HGT can affect dependency evolution via coupled gains and losses of genes (A) Schematic illustration of coupled gains and losses (CGLs), a new, alternate mechanism for dependency evolution driven by HGT. The gray box on the left indicates the environment, with a nutrient (nut, blue circle) and a byproduct (byp, purple triangle). Red arrows indicate the secretion and import of metabolites by bacteria. The three steps in the frame show how a bacterial species can evolve a dependency on another species that donates byp in the environment; by step 3, the acceptor species eventually depends on byp. Each step follows the modification of a part of the acceptor’s metabolic network. At step 1, the acceptor uses an ancestral route (black arrows) to convert nut in the environment to a key biomass component (bmc, yellow square). At step 2, it can alternatively use a newly gained route to convert byp to the same bmc. The ancestral and gained routes are coupled to each other, because they both produce bmc, which is crucial for survival and growth.
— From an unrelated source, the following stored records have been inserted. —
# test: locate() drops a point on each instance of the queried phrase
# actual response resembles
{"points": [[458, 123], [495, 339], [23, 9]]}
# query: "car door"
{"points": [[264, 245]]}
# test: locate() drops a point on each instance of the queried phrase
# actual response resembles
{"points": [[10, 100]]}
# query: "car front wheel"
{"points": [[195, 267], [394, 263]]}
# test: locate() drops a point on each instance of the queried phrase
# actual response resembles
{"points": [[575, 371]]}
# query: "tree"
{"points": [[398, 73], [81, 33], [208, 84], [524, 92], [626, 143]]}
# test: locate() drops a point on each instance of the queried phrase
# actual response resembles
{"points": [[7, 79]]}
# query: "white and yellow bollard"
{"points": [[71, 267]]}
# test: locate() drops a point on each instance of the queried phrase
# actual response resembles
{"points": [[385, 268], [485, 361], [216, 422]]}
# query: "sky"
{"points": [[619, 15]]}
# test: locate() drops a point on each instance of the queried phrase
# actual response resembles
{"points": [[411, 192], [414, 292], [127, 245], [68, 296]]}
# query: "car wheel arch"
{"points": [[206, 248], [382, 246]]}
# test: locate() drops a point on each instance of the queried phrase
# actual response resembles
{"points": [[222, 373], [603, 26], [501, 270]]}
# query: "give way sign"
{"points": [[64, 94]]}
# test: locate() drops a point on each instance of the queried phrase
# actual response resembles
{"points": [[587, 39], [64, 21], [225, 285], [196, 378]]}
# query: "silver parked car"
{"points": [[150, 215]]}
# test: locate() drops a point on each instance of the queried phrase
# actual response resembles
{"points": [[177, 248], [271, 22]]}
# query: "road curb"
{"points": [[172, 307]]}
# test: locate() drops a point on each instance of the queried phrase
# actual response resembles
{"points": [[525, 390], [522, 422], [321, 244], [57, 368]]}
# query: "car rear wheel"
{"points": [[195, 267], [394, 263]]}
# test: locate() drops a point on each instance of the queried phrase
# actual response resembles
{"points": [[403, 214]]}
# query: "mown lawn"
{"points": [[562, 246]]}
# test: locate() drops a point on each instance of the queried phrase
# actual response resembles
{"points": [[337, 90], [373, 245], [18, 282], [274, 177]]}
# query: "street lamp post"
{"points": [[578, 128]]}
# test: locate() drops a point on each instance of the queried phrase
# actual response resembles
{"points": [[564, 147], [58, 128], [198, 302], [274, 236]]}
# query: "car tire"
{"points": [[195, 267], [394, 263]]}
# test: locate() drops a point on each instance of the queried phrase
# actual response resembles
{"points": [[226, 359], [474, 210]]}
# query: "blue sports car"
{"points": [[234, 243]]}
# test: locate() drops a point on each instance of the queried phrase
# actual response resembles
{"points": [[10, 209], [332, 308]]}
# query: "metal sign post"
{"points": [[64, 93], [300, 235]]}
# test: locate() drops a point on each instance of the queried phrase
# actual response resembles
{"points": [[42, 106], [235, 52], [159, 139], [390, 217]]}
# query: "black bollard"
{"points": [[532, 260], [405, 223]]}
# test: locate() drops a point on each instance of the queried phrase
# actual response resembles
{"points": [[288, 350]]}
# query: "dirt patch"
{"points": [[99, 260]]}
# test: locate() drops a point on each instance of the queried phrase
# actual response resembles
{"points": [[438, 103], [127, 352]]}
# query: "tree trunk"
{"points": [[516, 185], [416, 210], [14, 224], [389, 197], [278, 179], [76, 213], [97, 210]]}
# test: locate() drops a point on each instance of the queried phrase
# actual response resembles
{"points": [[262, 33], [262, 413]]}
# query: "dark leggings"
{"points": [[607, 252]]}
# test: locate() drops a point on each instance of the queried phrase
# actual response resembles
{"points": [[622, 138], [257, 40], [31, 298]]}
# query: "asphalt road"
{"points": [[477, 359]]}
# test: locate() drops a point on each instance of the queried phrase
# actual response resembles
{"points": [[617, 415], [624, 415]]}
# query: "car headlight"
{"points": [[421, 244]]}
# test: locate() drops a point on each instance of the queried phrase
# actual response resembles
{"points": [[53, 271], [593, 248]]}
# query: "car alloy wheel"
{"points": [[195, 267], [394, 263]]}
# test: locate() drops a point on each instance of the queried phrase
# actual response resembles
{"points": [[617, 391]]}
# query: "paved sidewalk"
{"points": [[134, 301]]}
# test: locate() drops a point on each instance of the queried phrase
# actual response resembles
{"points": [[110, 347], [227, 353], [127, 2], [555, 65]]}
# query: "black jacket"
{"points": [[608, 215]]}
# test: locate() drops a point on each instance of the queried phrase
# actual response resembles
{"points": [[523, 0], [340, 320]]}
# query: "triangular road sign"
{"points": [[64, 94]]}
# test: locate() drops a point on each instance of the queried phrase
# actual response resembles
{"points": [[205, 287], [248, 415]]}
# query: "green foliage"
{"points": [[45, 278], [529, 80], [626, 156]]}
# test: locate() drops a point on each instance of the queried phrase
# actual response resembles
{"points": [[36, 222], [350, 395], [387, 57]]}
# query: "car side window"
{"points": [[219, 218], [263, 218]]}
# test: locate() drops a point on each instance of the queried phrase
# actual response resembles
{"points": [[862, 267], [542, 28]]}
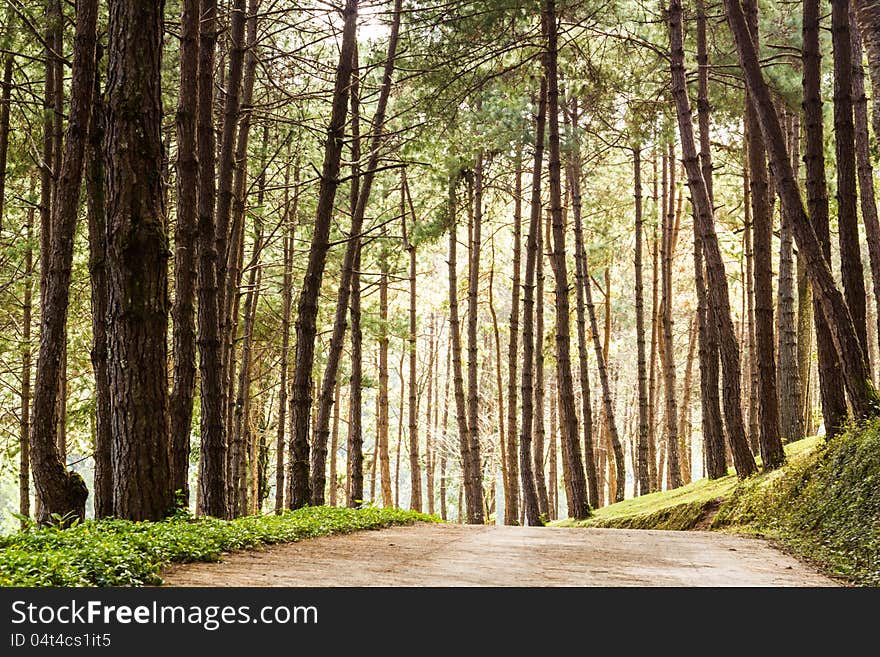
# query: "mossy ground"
{"points": [[123, 553], [823, 505]]}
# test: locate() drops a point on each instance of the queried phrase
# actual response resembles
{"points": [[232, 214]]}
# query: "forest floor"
{"points": [[459, 555]]}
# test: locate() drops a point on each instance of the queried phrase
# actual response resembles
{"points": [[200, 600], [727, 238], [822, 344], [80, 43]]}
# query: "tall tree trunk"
{"points": [[529, 492], [862, 396], [540, 429], [444, 428], [578, 505], [455, 335], [474, 507], [415, 500], [845, 156], [762, 234], [307, 306], [666, 257], [643, 481], [831, 385], [137, 264], [511, 506], [180, 403], [290, 214], [60, 491], [573, 174], [365, 183], [707, 332], [334, 446], [583, 292], [24, 471], [5, 105], [790, 414], [97, 225], [382, 438], [863, 157], [212, 395], [719, 299]]}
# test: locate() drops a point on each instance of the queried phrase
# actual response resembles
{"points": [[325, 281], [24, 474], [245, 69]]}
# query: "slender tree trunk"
{"points": [[643, 482], [24, 471], [578, 505], [719, 299], [183, 309], [762, 234], [712, 427], [540, 430], [212, 395], [666, 257], [5, 105], [286, 303], [790, 413], [863, 158], [458, 377], [60, 491], [475, 508], [137, 265], [307, 306], [415, 500], [384, 461], [97, 225], [845, 157], [334, 445], [352, 250], [530, 508], [862, 396], [511, 506]]}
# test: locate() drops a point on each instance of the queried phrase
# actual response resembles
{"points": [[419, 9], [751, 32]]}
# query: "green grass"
{"points": [[123, 553], [824, 507], [680, 509]]}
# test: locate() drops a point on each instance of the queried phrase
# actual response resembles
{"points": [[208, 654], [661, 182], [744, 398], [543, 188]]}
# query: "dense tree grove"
{"points": [[499, 260]]}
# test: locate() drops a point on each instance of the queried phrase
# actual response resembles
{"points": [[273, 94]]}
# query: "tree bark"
{"points": [[540, 429], [365, 183], [578, 504], [831, 385], [643, 481], [529, 492], [862, 396], [307, 306], [511, 506], [290, 214], [5, 105], [137, 264], [60, 491], [845, 156], [475, 506], [183, 309], [863, 158], [212, 390], [97, 225], [790, 412], [719, 298]]}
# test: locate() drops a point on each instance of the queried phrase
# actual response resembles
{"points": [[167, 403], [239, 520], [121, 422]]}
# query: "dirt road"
{"points": [[456, 555]]}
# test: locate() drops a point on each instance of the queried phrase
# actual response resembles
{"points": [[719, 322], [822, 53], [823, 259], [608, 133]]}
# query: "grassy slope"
{"points": [[124, 553], [824, 505], [682, 508]]}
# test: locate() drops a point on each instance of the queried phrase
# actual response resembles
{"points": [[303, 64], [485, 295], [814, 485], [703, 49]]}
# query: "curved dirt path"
{"points": [[459, 555]]}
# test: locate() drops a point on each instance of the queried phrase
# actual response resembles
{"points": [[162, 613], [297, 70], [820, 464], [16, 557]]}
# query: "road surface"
{"points": [[459, 555]]}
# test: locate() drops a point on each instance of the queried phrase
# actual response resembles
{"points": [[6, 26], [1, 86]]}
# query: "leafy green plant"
{"points": [[114, 552]]}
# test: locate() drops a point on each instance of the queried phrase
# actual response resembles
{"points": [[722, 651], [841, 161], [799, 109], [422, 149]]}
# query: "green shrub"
{"points": [[122, 553], [824, 506]]}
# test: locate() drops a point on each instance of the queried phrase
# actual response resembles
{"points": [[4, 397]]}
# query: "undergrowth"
{"points": [[123, 553], [824, 507]]}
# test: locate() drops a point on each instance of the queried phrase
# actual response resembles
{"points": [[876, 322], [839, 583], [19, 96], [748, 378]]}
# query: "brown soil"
{"points": [[459, 555]]}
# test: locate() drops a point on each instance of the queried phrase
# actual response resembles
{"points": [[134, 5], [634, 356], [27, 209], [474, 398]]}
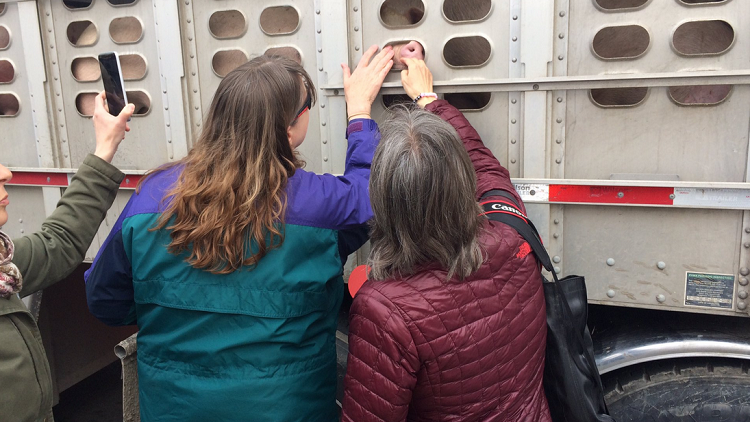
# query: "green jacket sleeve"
{"points": [[53, 252]]}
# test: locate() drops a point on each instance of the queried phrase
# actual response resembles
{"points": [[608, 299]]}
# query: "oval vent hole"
{"points": [[703, 38], [469, 101], [621, 42], [466, 10], [82, 33], [126, 30], [618, 97], [279, 20], [467, 51], [227, 24], [227, 60], [699, 94], [401, 12]]}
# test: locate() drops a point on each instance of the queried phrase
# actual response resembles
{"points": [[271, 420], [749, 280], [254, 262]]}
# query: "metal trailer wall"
{"points": [[534, 106]]}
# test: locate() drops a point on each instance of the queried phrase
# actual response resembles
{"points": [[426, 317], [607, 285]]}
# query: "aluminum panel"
{"points": [[253, 41], [145, 146], [658, 139], [18, 131], [660, 19], [619, 249]]}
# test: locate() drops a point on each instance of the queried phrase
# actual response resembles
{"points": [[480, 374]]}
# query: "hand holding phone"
{"points": [[113, 84]]}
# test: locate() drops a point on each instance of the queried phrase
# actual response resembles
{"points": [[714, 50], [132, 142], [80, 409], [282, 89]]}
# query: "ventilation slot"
{"points": [[401, 12]]}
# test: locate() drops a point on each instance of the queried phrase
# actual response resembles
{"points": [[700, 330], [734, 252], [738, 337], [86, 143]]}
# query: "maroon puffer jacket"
{"points": [[421, 349]]}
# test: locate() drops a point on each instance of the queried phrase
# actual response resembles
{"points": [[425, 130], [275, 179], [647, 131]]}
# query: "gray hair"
{"points": [[422, 190]]}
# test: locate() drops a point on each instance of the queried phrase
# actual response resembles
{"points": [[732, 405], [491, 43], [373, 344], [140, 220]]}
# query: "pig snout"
{"points": [[410, 50]]}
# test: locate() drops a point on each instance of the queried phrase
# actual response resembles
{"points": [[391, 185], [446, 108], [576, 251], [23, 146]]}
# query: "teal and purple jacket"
{"points": [[256, 344]]}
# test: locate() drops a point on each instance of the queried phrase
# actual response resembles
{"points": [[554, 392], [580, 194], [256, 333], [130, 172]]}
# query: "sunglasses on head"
{"points": [[306, 106]]}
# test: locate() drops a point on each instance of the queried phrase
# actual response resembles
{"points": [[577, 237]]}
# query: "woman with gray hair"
{"points": [[451, 325]]}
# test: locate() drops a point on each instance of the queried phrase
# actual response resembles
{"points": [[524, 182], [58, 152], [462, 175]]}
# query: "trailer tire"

At step 3, the acceptor loses the ancestral route (gray arrows) but can still produce bmc through the gained route. It thus becomes dependent on donors of byp for survival. (B) Schematic illustration of dependency evolution via pure gene loss, not driven by HGT. The environment now has bmc available as a byproduct, instead of byp (gray box on the left). In this mechanism, step 1 is the same as (A), but unlike (A), at step 2, the acceptor can lose the ancestral route straight away, without requiring an alternate coupled route. However, this requires a particular environment where bmc is available.

Figure 4

Metabolic dependencies are equally likely to emerge via CGLs and pure gene loss (A) Bar plot showing the fraction of 1,669 phylogenetic branches in which we observed gene gain-loss patterns consistent with coupled gains and losses (CGLs; green) and with pure gene loss (red). Each gray bar represents the corresponding controls, i.e., the expected fraction of branches with patterns consistent with CGLs and pure gene loss, given a random set of gene gains and losses. Error bars show the SE indicating the level of variation across all branches. (B) Line plot showing the likelihood of evolving dependency via CGLs (green) and pure gene loss (red) in simulated bacterial communities, as a function of the community diversity. The likelihood of dependency is the average fraction of communities in which the observed gains and losses along a branch led to a CGL-based on pure gene-loss-based dependency. Community diversity is the number of coexisting bacterial species in a simulated community. The gray region has $\ge 7$ species, where CGLs are more likely than pure gene loss.